Introduction to User Defined Data Types
Traditional programming languages provide a small set of standard data types such as integer, floating-point number, and string.
But these types do not fully represent real-world objects. For instance, an employee is not just an integer, a floating-point number,
or a string. An employee does have a name that is a string, a salary that is a floating-point number, and an ID that is an integer.
Classes combine primitive data types such as integer, floating-point number, and string into new programmer-defined data types such as employee.
Specific instances of a class (for example, name: Joe Smith, salary: $36,500.75, ID: 834) are objects.
In this module, you will learn:
How classes allow programmers to create new data types
That classes have attributes that define the state of an object in the class
That objects are specific instances of classes with particular values for the classes's attributes
How to read and draw class diagrams
How to read and draw object diagrams
Dangers of Multiple Inheritance
Some languages (such as C++) allow a class to extend more than one other class.
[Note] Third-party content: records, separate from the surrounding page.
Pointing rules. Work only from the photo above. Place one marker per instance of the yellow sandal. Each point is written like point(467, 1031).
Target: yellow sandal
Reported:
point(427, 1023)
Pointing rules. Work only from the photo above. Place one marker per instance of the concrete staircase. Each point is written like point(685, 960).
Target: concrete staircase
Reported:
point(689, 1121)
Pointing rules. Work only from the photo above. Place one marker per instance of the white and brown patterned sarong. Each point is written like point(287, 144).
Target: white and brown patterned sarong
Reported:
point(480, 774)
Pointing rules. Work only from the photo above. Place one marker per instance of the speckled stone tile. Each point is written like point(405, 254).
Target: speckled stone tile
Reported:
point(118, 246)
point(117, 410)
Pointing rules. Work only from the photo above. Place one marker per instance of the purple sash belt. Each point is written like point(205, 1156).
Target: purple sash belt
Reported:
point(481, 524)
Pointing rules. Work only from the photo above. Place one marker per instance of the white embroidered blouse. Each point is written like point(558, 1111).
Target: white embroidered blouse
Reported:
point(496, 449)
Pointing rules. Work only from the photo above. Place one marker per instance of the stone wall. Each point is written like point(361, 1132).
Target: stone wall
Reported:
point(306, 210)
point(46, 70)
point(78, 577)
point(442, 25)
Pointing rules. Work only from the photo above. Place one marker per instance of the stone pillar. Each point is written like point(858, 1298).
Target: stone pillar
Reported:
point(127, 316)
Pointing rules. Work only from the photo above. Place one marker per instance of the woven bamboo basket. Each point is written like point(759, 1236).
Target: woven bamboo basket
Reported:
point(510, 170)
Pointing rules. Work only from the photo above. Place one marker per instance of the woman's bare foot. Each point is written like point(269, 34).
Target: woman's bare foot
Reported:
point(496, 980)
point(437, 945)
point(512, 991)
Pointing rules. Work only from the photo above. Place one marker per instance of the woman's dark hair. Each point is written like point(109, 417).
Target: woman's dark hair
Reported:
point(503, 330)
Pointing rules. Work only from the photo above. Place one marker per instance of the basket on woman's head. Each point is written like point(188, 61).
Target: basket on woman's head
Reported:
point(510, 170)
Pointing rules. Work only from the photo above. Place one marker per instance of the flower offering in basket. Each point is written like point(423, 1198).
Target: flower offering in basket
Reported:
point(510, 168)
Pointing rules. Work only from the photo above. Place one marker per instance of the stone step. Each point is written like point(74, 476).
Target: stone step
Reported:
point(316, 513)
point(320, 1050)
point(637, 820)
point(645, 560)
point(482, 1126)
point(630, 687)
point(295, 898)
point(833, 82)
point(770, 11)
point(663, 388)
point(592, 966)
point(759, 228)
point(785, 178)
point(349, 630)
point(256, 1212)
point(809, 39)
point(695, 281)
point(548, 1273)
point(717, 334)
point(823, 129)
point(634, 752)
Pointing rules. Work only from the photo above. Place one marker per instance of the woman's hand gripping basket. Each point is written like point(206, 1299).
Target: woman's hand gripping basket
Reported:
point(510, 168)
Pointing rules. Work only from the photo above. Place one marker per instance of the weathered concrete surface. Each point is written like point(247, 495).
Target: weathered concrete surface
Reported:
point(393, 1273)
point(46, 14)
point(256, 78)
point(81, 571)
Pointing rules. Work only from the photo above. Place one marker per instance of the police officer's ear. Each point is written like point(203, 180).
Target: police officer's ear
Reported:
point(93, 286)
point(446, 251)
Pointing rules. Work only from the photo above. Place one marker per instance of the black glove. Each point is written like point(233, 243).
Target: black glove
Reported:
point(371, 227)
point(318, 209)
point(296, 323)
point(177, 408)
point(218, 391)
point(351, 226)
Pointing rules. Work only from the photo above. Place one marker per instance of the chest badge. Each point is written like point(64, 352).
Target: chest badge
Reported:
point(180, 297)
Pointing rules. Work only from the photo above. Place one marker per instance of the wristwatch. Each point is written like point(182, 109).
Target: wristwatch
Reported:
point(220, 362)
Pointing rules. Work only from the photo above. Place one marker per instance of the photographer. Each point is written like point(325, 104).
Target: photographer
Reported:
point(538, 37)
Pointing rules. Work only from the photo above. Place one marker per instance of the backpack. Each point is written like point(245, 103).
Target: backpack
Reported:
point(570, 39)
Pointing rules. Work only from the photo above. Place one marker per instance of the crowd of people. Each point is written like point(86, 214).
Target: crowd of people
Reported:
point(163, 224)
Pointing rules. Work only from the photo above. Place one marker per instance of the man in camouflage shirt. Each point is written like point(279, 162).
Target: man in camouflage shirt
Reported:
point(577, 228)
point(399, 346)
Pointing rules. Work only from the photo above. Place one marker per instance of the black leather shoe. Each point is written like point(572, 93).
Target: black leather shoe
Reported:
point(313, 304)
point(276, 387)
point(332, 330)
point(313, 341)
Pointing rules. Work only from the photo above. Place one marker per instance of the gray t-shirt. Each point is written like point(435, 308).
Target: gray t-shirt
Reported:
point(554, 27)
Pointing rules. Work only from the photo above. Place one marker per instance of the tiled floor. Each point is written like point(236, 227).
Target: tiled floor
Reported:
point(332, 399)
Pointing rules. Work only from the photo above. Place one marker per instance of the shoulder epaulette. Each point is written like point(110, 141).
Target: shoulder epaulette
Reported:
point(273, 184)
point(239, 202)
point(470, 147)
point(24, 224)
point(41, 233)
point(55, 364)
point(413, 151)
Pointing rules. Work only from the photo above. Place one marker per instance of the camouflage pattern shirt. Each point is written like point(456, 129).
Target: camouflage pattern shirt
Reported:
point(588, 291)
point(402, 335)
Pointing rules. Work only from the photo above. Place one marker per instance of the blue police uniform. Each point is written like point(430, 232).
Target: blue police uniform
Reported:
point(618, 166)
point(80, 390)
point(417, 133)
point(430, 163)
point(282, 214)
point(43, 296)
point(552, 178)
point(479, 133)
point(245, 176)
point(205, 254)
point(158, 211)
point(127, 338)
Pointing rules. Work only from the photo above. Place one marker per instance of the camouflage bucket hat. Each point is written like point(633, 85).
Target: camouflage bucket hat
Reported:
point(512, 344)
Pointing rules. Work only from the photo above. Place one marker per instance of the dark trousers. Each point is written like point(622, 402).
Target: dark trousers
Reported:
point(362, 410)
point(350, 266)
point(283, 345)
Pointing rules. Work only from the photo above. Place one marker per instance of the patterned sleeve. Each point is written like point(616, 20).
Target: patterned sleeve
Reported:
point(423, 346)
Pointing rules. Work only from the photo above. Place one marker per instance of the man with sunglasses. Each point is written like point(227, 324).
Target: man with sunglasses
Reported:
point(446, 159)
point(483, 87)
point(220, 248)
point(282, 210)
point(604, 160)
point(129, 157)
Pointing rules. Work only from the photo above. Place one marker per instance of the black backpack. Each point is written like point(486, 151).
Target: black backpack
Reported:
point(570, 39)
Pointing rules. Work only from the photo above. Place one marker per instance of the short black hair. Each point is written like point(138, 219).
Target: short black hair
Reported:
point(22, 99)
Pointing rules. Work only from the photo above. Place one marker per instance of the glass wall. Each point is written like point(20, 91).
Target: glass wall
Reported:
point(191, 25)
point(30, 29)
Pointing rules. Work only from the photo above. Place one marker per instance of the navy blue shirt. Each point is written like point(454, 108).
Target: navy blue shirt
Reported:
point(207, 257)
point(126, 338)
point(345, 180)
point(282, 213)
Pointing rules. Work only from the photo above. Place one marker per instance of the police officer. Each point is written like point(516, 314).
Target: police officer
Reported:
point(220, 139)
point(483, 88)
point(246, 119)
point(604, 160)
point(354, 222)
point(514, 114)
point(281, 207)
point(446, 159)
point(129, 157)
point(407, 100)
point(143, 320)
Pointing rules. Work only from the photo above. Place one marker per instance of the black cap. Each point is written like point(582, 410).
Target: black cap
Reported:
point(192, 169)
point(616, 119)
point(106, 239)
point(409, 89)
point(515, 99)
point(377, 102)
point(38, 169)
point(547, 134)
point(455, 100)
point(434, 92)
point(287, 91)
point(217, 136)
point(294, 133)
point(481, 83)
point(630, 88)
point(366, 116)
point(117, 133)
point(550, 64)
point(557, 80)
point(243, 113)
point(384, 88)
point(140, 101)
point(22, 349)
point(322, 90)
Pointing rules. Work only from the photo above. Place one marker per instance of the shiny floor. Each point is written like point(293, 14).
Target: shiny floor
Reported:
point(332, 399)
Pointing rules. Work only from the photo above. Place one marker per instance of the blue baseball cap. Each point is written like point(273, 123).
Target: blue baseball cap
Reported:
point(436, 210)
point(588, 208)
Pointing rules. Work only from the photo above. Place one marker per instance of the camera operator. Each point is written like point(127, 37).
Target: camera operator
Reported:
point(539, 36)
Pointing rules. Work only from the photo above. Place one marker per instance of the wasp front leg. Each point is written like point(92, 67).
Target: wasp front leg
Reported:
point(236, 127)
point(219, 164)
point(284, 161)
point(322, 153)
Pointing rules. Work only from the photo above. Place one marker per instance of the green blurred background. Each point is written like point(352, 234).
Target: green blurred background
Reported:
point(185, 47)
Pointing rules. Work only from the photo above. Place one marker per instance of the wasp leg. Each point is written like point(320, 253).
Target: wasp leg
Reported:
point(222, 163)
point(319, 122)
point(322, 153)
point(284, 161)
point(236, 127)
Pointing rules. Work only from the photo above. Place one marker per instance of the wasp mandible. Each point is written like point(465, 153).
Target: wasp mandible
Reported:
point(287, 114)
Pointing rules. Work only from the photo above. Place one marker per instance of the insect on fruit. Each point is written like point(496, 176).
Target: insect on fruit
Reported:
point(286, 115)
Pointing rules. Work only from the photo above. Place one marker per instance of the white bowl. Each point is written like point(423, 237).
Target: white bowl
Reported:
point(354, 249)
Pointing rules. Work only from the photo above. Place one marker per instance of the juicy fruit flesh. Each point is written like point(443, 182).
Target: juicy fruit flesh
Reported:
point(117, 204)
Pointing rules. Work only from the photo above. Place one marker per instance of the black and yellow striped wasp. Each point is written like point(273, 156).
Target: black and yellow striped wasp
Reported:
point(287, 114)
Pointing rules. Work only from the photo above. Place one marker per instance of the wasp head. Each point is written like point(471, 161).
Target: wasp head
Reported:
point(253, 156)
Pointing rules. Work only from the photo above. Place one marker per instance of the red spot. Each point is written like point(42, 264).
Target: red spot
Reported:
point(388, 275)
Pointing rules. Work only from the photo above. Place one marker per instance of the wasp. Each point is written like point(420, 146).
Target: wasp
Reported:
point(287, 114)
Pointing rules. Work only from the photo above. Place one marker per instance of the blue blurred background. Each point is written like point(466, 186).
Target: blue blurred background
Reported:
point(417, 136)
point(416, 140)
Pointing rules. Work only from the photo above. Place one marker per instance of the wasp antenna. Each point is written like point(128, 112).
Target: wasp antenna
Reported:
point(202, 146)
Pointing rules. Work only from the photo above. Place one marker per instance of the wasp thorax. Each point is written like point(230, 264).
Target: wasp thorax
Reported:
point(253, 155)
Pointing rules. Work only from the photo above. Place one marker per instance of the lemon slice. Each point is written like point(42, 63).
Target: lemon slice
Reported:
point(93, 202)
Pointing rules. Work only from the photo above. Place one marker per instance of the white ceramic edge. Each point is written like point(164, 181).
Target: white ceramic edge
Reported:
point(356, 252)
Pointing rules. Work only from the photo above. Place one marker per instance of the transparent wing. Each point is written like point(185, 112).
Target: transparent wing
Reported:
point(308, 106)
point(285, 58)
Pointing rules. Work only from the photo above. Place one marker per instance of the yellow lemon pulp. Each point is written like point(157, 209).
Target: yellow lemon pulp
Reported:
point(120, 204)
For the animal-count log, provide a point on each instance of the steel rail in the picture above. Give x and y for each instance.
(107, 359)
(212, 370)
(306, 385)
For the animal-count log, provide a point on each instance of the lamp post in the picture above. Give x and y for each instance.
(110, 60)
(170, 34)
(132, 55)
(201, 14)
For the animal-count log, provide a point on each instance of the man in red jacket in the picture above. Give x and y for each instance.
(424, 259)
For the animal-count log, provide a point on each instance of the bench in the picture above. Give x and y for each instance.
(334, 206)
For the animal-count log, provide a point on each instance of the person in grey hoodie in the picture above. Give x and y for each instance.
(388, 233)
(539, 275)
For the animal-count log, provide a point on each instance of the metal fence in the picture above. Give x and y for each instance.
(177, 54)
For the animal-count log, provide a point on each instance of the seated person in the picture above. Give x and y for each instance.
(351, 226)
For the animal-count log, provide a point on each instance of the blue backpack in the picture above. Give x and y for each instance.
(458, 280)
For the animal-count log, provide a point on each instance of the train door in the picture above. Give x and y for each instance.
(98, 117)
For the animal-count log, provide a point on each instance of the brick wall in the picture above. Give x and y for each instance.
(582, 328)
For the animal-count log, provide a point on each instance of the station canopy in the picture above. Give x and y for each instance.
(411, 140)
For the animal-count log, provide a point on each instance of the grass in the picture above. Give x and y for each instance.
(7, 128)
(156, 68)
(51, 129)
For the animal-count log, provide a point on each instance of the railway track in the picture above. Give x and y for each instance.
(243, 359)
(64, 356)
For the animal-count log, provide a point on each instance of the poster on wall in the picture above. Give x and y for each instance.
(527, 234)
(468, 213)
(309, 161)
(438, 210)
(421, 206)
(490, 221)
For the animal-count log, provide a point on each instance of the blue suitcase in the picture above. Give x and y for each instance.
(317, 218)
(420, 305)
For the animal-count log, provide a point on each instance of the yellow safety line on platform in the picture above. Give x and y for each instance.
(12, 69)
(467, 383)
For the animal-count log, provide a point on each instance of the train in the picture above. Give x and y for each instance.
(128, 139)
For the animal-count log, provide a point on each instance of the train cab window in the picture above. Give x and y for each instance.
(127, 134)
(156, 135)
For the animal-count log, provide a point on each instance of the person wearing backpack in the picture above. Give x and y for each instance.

This capability is known as "multiple inheritance."
The reason that Java's creators chose not to allow multiple inheritance is that it can become complicated.
In a nutshell, the problem is that if a class extended two other classes, and both superclasses had, say, a
doStuff() method, which version of
doStuff() would the subclass inherit?
This issue can lead to a scenario known as the Deadly Diamond of Death, because of the shape of the class diagram that can be created in a multiple inheritance design.
The diamond is formed when classes B and C both extend A, and both B and C inherit a method from A.
If class D extends both B and C, and both B and C have overridden the method in A, class D has, in theory,
inherited two different implementations of the same method. Drawn as a class diagram, the shape of the four classes looks like a diamond.